If an objective cannot be measured within 90 days, it does not belong in the plan.
3. Build the Plan Around Cash First
Cash is the pacing mechanism. Every workstream is sequenced against liquidity impact. The plan begins with immediate cash command and a rolling forecast that governs release of funds.
Cash workstream actions
- Centralize payment authority.
- Implement a 13-week rolling cash forecast.
- Tier payments by survival criticality.
- Release trapped working capital.
Cash discipline converts intent into operational leverage.
4. Segment the 90 Days Into Enforced Phases
The plan is not a single block. It is engineered in phases, each with distinct outcomes and gates. Progression is conditional, not assumed.
Phase structure
- Days 1–30 Stabilization and control reassertion.
- Days 31–60 Structural reset and renegotiation.
- Days 61–90 Lock-in of governance and operating model.
Phasing forces realism and exposes slippage early.
5. Days 1–30: Stabilize and Contain
The first phase stops deterioration. Decisions are immediate, visible, and enforced.
Priority actions
- Freeze discretionary spend.
- Secure interim agreements with enforcement holders.
- Stabilize payroll, suppliers, and critical operations.
- Communicate authority and execution priorities internally.
Stability restores negotiating leverage.
6. Days 31–60: Reset Structure and Economics
With stability established, the second phase addresses structural causes. Cost architecture, capital alignment, and stakeholder terms are reset to operating reality.
Structural interventions
- Resize workforce and overhead to throughput.
- Renegotiate supplier and counterparty contracts.
- Execute covenant amendments or capital injections.
- Exit or pause non-core operations.
Structure replaces firefighting.
7. Days 61–90: Lock Governance and Operating Control
The final phase institutionalizes recovery gains. Governance, reporting, and authority are locked before discretion is returned.
Lock-in measures
- Reconstitute board or committee oversight.
- Document decision rights and reserved matters.
- Embed short-interval operational reporting.
- Confirm capital and liquidity headroom.
Recovery is complete when predictability replaces volatility.
8. Assign Owners, Not Teams
Recovery plans fail when accountability is diffused. Each workstream has one owner with decision rights and measurable outputs.
Owner discipline
- Named individuals, not functions.
- Direct access to the execution lead.
- Binary deliverables with deadlines.
- Immediate escalation on slippage.
Ownership enforces speed.
9. Install a Weekly Governance Cadence
The 90-day plan runs on cadence. Weekly governance sessions replace monthly reviews. Decisions are made, not deferred.
Governance agenda
- Cash variance review.
- Milestone delivery status.
- Stakeholder risk assessment.
- Decision log with consequence.
Frequency is a control mechanism.
10. Define Exit Conditions From Recovery Mode
The plan ends only when predefined conditions are met. Exiting recovery without criteria recreates fragility.
Exit signals
- Cash forecasts consistently met.
- Cost base aligned to revenue reality.
- Stakeholder agreements executed and stable.

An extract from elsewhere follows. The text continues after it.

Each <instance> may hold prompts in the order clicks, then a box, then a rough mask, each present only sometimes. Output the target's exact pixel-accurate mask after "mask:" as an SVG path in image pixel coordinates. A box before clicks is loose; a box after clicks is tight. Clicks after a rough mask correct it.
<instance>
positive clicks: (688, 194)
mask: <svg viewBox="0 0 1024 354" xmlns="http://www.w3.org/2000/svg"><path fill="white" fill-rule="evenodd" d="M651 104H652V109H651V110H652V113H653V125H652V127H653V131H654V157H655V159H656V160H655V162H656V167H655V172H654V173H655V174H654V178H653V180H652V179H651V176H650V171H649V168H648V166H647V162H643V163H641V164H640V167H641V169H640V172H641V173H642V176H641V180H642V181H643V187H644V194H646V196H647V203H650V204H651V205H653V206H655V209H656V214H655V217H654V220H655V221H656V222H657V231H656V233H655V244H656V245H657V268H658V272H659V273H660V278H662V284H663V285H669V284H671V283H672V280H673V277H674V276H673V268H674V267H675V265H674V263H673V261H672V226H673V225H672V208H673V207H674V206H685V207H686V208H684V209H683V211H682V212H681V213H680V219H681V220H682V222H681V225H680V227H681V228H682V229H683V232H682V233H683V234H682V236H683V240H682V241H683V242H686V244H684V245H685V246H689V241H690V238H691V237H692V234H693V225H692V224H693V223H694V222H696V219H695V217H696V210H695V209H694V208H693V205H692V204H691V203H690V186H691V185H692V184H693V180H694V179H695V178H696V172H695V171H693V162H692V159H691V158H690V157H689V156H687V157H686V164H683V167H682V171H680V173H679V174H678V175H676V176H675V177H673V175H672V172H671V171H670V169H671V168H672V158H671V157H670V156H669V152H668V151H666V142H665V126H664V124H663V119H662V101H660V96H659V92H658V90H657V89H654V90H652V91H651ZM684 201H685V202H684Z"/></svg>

- Governance operating without intervention.
Discipline in exit protects gains.
Conclusion
A 90-day corporate recovery plan is not a roadmap. It is an enforcement instrument. It restores control through authority, sequencing, and measurable delivery. Corporates that operate within this framework stabilize cash, reset structure, and lock governance before momentum is lost. Those that plan without mandate or phase drift into prolonged distress. Recovery is achieved in days, not quarters, when execution is owned.